I offer a phone call service for caregivers who have questions about dementia care. While I always help these caregivers troubleshoot their dementia-related issues and provide advice about care communities or care at home, we always end up talking about guilt. All of these caregivers feel guilty, even the ones who are taking care of their loved ones at home.

They don’t give themselves time off, they don’t get paid, and they certainly don’t let themselves off the hook about mistakes they feel that they have made.

“Mom fell the other day,” one told me. “I left the room for 20 minutes to do her laundry, and I should have put the phone next to her — she could have called me for help! This was all my fault.”

‘Clean, State-of-the-Art’

Choosing to move a loved one into a care community is a personal decision. Care communities are also not the awful places we read about decades ago. “Putting someone in a home” does not carry the painful weight it used to carry.
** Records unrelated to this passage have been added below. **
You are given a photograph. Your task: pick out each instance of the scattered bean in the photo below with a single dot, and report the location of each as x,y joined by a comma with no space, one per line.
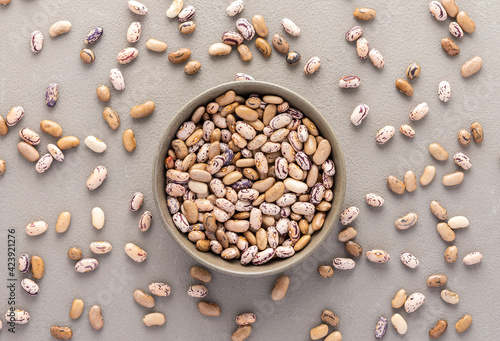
175,8
160,46
477,132
437,10
451,254
399,324
209,309
470,259
59,27
450,47
290,27
235,8
97,177
76,309
134,32
86,265
463,324
404,87
413,71
95,317
93,36
36,41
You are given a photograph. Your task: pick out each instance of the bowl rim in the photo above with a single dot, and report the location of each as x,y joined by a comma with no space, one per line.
159,169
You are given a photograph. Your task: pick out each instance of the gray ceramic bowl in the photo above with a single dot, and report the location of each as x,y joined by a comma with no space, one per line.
209,259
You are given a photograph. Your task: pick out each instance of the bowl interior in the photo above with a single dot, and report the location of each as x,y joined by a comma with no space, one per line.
208,259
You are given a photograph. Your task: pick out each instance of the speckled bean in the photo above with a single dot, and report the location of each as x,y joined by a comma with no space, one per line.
93,36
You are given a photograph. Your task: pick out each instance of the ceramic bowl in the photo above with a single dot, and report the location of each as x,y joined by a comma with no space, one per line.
209,259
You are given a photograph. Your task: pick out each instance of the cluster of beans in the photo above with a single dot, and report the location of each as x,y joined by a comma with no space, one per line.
258,28
244,180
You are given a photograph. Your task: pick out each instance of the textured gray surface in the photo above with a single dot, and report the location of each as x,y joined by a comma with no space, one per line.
404,32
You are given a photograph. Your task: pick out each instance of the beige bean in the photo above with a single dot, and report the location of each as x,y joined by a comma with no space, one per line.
280,288
395,185
464,137
245,53
280,44
51,128
450,47
404,87
438,330
4,128
465,22
142,110
399,299
319,332
477,132
95,317
135,252
154,319
438,152
325,271
28,151
471,66
453,179
157,45
111,117
410,181
76,309
364,14
335,336
68,142
192,67
129,140
446,232
37,267
451,254
347,234
463,324
63,222
144,299
428,175
179,56
209,309
436,281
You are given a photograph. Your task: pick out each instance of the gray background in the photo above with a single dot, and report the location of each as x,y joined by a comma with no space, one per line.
403,31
Many of the care communities I’ve visited are clean, state-of-the-art buildings that offer social activities and outings. Sure, care communities are not perfect, but caring for people is an imperfect science. Choosing to move a loved one into assisted living or skilled nursing should not be a worst-case scenario. Sometimes it’s the best-case scenario for aging adults and their families.

My hope is that, as our population continues to age, our society will begin to understand the need for all types of care. The U.S. prides itself on being made up of many types of people and families. Yet we lack the progress and understanding that comes with accommodating different types of caregiving. You can care for a loved one from across the country and still be a fantastic caregiver. There is no shame in choosing the best possible care situation for you and your loved ones.